Volume III, Number 2 – Content Warning: Language and Horror
The bodies had been taken away. The inspectors had left the scene. What was left of the house was cordoned off with danger tape. The smell of the fire would linger in the neighborhood for weeks.
In the morning the city dropped off a dumpster. What wasn’t needed for evidence was hauled from the house and thrown away. When Daniel drove by that afternoon it was already piled high, with scorched couches and chairs visible above the lip of it. Part of a baby’s crib. That evening some of the local boys went diving and took away some junk, including a charred Nintendo and a perfectly good baseball bat. They left stuff strewn on the sidewalk, and that’s where Daniel, the next morning, first saw the toys.
Half a dozen dolls in various stages of disintegration: some Barbies, or Barbie-like things, but the plastic had mostly melted. The fabric ones had survived better for some reason: they reeked, they were blackened, but few were missing more than a limb or two. Most rugged of all were a set of half a dozen wooden soldiers, impressively carved, at least a foot high, their red coats stained and bubbled and discolored into umber, but each complete, lying on the grass as if felled all at once by enemy cannon.

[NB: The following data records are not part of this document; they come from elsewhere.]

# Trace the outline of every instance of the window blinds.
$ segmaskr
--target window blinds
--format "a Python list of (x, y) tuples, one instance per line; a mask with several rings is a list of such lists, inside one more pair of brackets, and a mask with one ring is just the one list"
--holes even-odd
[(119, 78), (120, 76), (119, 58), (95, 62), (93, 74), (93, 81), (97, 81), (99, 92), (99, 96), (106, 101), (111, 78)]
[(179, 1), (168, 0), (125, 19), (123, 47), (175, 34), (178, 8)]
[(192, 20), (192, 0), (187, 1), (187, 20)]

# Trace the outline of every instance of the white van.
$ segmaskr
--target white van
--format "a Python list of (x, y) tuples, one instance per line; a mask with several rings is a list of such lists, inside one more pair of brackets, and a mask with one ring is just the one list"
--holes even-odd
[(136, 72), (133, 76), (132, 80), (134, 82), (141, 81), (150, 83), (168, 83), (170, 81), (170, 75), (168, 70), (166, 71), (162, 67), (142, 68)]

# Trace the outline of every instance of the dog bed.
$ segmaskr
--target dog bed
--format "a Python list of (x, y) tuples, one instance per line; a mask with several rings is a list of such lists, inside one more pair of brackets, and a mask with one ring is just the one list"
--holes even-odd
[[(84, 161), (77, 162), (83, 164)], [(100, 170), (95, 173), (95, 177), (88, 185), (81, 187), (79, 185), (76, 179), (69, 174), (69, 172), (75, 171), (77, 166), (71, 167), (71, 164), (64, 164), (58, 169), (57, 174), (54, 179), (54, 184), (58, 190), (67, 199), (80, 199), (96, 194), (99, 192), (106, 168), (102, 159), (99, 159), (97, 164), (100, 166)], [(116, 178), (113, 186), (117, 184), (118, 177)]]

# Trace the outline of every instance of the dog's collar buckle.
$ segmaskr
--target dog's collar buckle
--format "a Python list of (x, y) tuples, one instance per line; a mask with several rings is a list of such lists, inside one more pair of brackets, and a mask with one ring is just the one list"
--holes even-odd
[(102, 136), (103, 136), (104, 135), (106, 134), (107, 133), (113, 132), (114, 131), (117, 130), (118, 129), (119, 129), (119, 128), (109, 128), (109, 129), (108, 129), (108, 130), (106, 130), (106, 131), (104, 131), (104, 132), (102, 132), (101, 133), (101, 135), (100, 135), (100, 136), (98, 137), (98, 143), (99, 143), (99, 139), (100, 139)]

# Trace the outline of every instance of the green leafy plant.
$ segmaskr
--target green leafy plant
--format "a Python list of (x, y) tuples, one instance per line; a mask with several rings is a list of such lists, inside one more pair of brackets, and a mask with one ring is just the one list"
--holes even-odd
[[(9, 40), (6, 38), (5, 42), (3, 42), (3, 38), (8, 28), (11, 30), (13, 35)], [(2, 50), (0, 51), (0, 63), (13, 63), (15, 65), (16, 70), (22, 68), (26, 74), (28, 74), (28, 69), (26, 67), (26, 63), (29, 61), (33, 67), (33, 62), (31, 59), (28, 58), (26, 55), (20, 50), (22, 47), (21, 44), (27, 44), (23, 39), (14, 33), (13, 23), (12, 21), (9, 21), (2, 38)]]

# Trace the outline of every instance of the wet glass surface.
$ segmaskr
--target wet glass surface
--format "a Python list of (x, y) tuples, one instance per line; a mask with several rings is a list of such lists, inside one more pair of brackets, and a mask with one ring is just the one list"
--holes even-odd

The next day the toys were gone, then the dumpster, and soon enough the house as well, demolished, the basement dug out and filled with earth, sod laid atop it all and a realtor’s sign planted optimistically in the cheerful new-green lot. It was as if the Trujillos, and their lives, had never been.
When the immigration raids increased, the neighborhood reacted in force. Whistles sounded every day before dawn. Groceries were bought and distributed to those people too afraid to leave their homes. Men in masks were pursued and shamed as they brutalized. The weather turned cold; there was a blizzard or two. The men with masks were screamed at, hit by snowballs. Hysterically they teargassed. They painted the snowdrifts with pepper spray. They found their tires slashed, their electricals ripped out from under their hoods. Tiny footprints in the snow, flecks of soot and a sharp odor of matches. One agent ran his car off an overpass and broke his neck.
In the predawn cold, booted, gloved, double-jacked, with his passport and birth certificate in his pocket and a whistle around his neck, Daniel drove around looking for the trouble. And there it was, a dark SUV, idling, driver’s and passenger’s doors ajar, pulled up in front of the mercado. He was about to roll down his window and give the signal, but hesitated. Movement in the alley, near the garbage? He parked and got out to take a look.
There, in the shadow behind the dumpster, two men twitching in the ruddy snow, and surrounding them a dozen small dark figures armed with rusty nails and shards of glass. Everywhere the smell of burning—a real dumpster fire, he thought, but he wouldn’t remember the joke afterward.
He backed away. They meant well, he knew, but this was going to lead to a lot of problems.